For something, or everything to just not be enough.
I've spent my entire life being goal oriented... and never once did something come together as planned. I'm starting to learn it's not because the motions haven't been right, it's because of who I am as a person. I haven't felt happiness in a long time... and when I do it's.... fleeting.
I wish that there was some compromise, where I could give away who I am, and just for a moment be like everyone else. Wired so I could sleep, relax, or just feel comfortable in my own skin. Rather than sleeping a few hours a night, and feeling that lump in my throat like I'm experiencing ever moment of rejection I've ever felt, back to back.
Perhaps it's because of how I was raised, or who I was raised by.
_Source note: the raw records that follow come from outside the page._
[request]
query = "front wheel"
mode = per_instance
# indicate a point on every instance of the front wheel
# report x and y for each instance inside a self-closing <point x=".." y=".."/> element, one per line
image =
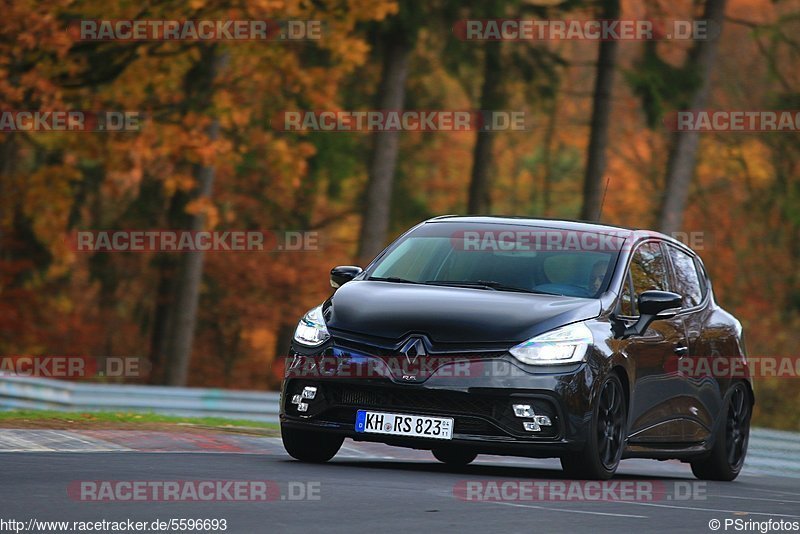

Perhaps it had more to do with the other factors involved, but all of that is just bullshit anyways, because it's not who's at fault, but the fact that I'm here now that's bothering me.
I've considered dropping out this semester. I really can't hack this math class. For the longest time I told myself that there was a certain beauty about numbers and how math integrates all the beauty of nature into the calculation of those numbers. But it's lost on me now... we're so far removed from real numbers that it's extremely rare to see a real number in an equation. It's almost entirely symbols now. The answers are scarcely about answering anything, and more about reducing to simplest forms, then deriving an answer based off of that. This isn't math, it's nitpicking.
I just don't know what to do... I can't sleep at night, I feel tired during my days, and I'm listless at best. I feel lonely even when I'm with people. Something's missing.
I wish there was an easy answer that didn't involve shooting myself in the foot.